Starfire:A Novel

“Request permission to attack the entire f*cking Russian space force, General,” Kai said angrily.

“Negative,” Sandstein said. “Don’t do a thing except protect yourself. Do not fire unless fired upon.”

“I’d say we’ve been fired upon, General,” Kai said. “I don’t know if the spaceplane was the target or if station was and the spaceplane got in the way. Either way, we’re under attack.”

“Let me notify the president first and see what his response is, Kai,” Sandstein said. “In the meantime, I’m authorizing you to activate every defensive-weapon system you have and begin putting the Trinity modules you have stored on the station back into orbit. You have a spaceplane with you right now, do you not?”

“Yes, an S-29,” Kai replied. “It’s searching for survivors, and then we need to off-load supplies for here and for the ISS.”

“What other spaceplanes are available?”

“Two S-19s will be available in a few days, and we have two S-9s that can be made ready in a few weeks,” Kai said, checking his spacecraft status readouts. “General, I have ten weapon garages in orbit, which places much of the Russian antispacecraft force in the crosshairs, and they’ll be activated shortly. I began the process of disconnecting the Starfire maser device from Skybolt, but I’m having my crews reconnect it. That should be ready soon. I request permission to lay waste to any Russian antisatellite facility that gets within range.”


“I get the intent of ‘lay waste,’ Kai,” Sandstein said. “I want permission from the White House before you start bombarding Russian targets from space. Your orders are: Protect your station with everything you have, and await further orders. Repeat my last, General Raydon.”

Kai hesitated, and even thought about not replying; instead: “Roger, General,” he said finally. “General Sandstein, this is Station Director Raydon aboard Armstrong. I copied: my orders are to protect the station with everything we have, and await further orders.”

“I’ll be in touch, Kai,” Sandstein said. “This won’t go unavenged. Stand by.” And the connection was broken.

“Shit,” Kai swore. “The vice president of the United States was just maybe blown into space debris, and I’m supposed to just ‘stand by.’?” He checked his monitors. “Valerie, what is the status of the on-orbit Kingfishers?”

“We have six of the ten online and expect the rest in about an hour,” Valerie Lukas reported.

That was just a fifth of the complete constellation, but it was better than what they had just minutes ago. “Put up the Russian and China-based terrestrial targets within range of our land-attack weapons.”
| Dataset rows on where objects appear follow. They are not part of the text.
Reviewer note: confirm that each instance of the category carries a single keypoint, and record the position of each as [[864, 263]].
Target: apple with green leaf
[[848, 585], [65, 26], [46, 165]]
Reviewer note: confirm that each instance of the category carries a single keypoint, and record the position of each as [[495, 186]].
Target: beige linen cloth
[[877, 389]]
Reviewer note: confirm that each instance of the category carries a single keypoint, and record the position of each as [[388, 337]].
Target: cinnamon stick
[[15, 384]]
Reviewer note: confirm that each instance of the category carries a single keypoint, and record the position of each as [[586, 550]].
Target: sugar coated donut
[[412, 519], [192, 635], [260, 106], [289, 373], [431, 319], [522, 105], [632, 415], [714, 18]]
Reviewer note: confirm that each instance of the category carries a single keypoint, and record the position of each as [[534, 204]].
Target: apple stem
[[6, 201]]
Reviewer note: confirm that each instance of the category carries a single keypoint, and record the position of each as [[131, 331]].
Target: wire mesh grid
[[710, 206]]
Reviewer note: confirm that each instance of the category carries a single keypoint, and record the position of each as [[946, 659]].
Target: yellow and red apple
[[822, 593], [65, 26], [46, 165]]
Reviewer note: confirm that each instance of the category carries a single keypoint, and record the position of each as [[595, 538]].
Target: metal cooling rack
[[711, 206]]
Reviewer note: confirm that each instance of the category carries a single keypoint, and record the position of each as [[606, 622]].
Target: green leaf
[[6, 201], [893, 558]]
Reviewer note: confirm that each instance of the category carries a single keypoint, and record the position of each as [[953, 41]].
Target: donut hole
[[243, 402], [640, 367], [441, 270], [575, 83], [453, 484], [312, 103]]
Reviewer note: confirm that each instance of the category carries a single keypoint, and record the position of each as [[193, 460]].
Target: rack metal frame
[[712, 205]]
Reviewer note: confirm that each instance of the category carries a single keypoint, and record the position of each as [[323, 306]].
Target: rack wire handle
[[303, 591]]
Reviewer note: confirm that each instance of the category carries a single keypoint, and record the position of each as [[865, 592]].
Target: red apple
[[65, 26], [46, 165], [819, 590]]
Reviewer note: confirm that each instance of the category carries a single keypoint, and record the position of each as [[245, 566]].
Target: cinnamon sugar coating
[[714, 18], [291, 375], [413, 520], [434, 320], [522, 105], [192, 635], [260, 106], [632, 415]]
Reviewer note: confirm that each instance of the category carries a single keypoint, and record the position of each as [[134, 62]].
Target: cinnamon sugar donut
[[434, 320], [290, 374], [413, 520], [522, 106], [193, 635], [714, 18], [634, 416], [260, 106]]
“Roger.” Moments later a list of targets appeared on the main command-center display as well as a list of available weapons that might be capable of defending against them. The list included targets other than antispacecraft ones: any militarily significant target was on the list, and as the Kingfisher weapon garages or Armstrong Space Station passed beyond range, the target disappeared, only to be replaced by another that had crossed over a weapon’s horizon somewhere else on the globe. With only ten weapon garages plus Armstrong Space Station, the target list was very short, but every few minutes a new potential target popped up, would stay for two to four minutes, then disappear again.

One line on the target list turned from green to yellow. “Xichang Spaceport,” Kai observed. “What’s going on at Xichang?”

“S-500S ‘Autocrat’ Echo-Foxtrot-band search radar from Xichang Spaceport swept us,” Christine reported. “Ever since the Russians set up the S-500S in China, they’ve tracked and sometimes locked us up on radar when we pass overhead. I think it’s just calibration or training—it’s just a long-range scan. Nothing ever happens.”

“?‘Locked us up,’ eh?” Kai muttered. “Anything beyond just a scan?”

“Once in a while we’ll get a squeak of a 30N6E2 India-Juliet band missile-guidance uplink radar, like they’ve fired a missile at us,” Christine said, “but all signals disappear within seconds, even the search signals, and we don’t detect a motor plume or missile in the air—it’s obvious they don’t want us to think they’re steering an interceptor toward us, using radar or optronics or anything else. It’s all cat-and-mouse crap, sir—they shoot us radar signals to try to frighten us, then go silent. It’s bullshit.”

“Bullshit, huh?” Kai said. “Report if it happens again.”

“Yes, sir,” Christine replied.

Kai was silent for a few moments, thinking hard. “Christine,” he said, “I want some detailed imagery of that S-500S unit. Give me a narrow-beam SBR scan from our big radar. Max resolution.”

Christine Rayhill hesitated for a moment, then commented, “Sir, a spotlight scan could—”

“Do it, Miss Rayhill,” Kai said tonelessly. “Narrow-beam scan, max resolution.”